Wohnen & Bauen
Kündigungsgrund dubios

18 Parteien müssen aus Haus in Zugerstrasse 51 ausziehen

Die Bewohner dieses Hauses müssen bis Ende Juni ihre Sachen packen. (Bild: Screenshot: Google Maps)

Die Verwaltung des Hauses in der Zugerstrasse kündigt 18 Parteien. Angeblich seien die Wasserleitungen potenziell gesundheitsgefährdend. Doch dies stimmt nicht.

Anfang Dezember des vergangenen Jahres erhielten 18 Parteien in der Zugerstrasse 51 eine Kündigung. Sie müssen die Wohnungen binnen sieben Monaten verlassen, heisst es darin. Im Kündigungsschreiben begründet die Verwalterin Immozug GmbH die Kündigung mit dem schlechten Zustand des Gebäudes. Dach und Wasserleitungen seien in einem «sehr schlechten Zustand» und entsprächen nicht «den aktuellen Minimalanforderungen». So war es heute Morgen in der «Zuger Zeitung» zu lesen.

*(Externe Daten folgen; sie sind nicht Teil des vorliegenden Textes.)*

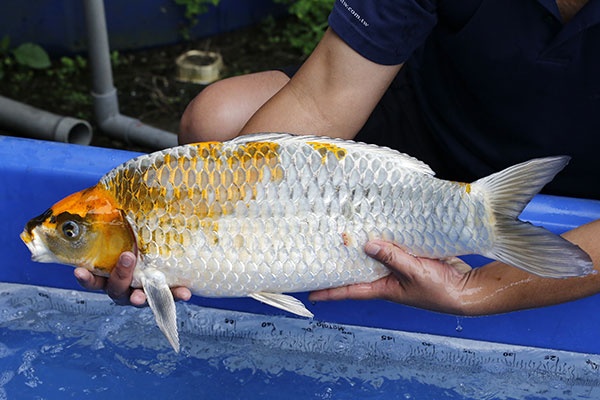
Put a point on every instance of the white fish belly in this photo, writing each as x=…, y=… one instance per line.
x=306, y=229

Das mit der Planung beauftragte Architekturbüro habe mit dem zuständigen Bauamt – der Gemeinde Baar – gesprochen. Und dieses habe «ergänzend bemerkt, dass die Wasserleitungssanierung auch aus gesundheitlichen Gründen dringendst zu empfehlen ist».

Marode Wasserleitungen? Gemeinde Baar weiss von nichts

Doch das stimmt nicht. Die Gemeinde Baar bestätigt zwar, dass im Herbst 2022 ein Gespräch mit dem verantwortlichen Architekten stattgefunden hat. «Dabei und auch danach hat die Abteilung Planung/Bau nie eine dringende Sanierung der Wasserleitungen empfohlen. Die Aussage, dass eine Wasserleitungssanierung vom Bauamt aus gesundheitlichen Gründen dringendst empfohlen wurde, ist falsch», wird die Gemeinde Baar in der «Zuger Zeitung» zitiert.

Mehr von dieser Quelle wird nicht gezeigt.